Thanks, yes that makes sense now. Wish I could pin down exactly how it happened though.

I don't need to recover any files as I keep my stuff on a separate fat32 partition which was untouched (and it's all backed up elsewhere). This also tells me it wasn't a disk problem.

I'm not using raid as that's another can of worms with this board.

How would I go about rebuilding the MFT (could come in useful!)?
 
As I said, did you remember to lock your PCI frequency? That could have corrupted part of it... (well, I dunno if it would only corrupt part of it <shrugs>)

Frag's Guide said:
AGP/PCI Lock

The AGP and PCI Bus' are tied together on all motherboards that I know of. They are also derived from the FSB (Or HTT in the case of AMD) frequency by a divider. NVidia NForce chipsets have whats called a PCI/AGP Lock. This keeps your PCI and AGP Bus at a constant speed no matter what your HTT bus is. This is CRITICAL. If your PCI bus is too fast, you WILL corrupt hard drive data. If your AGP Bus is too fast, you WILL have Video problems. Via Chipsts have been known to have Faulty PCI locks. This appears to be corrected in the KT800 Pro Chipset, but KT800 and below SHOW a PCI Lock in most bios's but it doesnt do much... This is a Primary reason why overclockers stay away from these boards.
 
Some mobo's don't feature a PCI lock feature but you still have a shot of having a few locked SATA ports. Usually SATA ports 1/2 are unlocked, try moving your HD to 3 or 4 (normally on a locked frequency). This is what was stopping me from hitting 2.8ghz on my old 3000+ Winnie, it was getting stuck @ about 2.3ghz and then corrupting files on my HD.

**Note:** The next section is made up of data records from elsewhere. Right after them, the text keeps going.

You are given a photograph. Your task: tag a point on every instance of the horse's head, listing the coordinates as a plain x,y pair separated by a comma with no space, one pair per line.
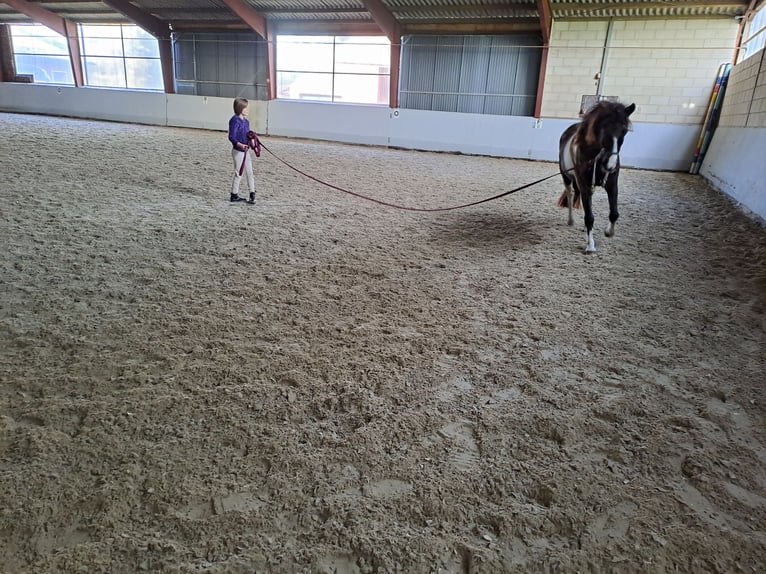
605,127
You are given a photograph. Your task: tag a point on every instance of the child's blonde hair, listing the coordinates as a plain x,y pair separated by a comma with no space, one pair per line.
239,105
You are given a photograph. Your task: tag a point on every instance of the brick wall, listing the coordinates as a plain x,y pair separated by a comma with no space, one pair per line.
667,67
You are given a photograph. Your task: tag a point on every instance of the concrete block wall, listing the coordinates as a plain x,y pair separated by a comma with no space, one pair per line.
574,58
734,162
667,67
745,97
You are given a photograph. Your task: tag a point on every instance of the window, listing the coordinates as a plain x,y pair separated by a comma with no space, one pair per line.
41,52
120,56
351,69
113,56
756,38
470,74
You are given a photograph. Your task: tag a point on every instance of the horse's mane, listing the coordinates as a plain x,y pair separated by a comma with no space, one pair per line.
602,111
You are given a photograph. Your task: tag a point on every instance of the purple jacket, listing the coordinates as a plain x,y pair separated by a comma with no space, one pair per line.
238,128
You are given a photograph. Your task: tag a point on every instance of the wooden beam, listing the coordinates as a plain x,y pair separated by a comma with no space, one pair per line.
337,28
393,84
61,26
390,26
271,51
248,15
546,19
160,29
472,28
541,82
73,40
7,63
385,20
39,14
156,27
648,5
741,30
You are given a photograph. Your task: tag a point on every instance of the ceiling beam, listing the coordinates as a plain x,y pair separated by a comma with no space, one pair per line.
60,25
654,5
507,27
384,19
248,15
156,27
39,14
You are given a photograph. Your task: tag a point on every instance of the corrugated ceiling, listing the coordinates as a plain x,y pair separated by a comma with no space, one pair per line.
214,14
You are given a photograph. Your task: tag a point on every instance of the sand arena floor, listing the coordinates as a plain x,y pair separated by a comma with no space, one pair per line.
321,384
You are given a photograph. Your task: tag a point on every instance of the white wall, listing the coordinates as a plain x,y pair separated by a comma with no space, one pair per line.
735,162
650,146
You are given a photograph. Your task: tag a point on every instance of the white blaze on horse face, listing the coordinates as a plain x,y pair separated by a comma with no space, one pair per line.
591,247
612,162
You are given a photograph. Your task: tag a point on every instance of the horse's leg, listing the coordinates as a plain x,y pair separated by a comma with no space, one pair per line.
587,195
611,192
570,199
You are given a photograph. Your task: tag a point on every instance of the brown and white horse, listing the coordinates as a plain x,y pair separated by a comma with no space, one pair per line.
589,156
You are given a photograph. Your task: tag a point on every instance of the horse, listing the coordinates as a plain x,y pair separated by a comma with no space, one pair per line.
589,156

A little research showed that on my board SATA 1/2 were unlocked and 3/4 were locked. I didn't have a feature in the BIOS to lock my PCI bus.
 
name='WC Annihilus' said:
As I said, did you remember to lock your PCI frequency?

Erm, no. My overclocking attempt was using the Abit overclocking software, so I don't know exactly what it did to be honest.

Looking in the bios the pcie clock is adjustable separately from the cpu clock, so I assume this is what we're talking about here?

There's actually more options in the bios than I can shake whole bundle of sticks at.

The RD480 chipset is supposed to be a real powerhouse, but I believe there have been some issues. Perhaps I just experienced one. Ho hum.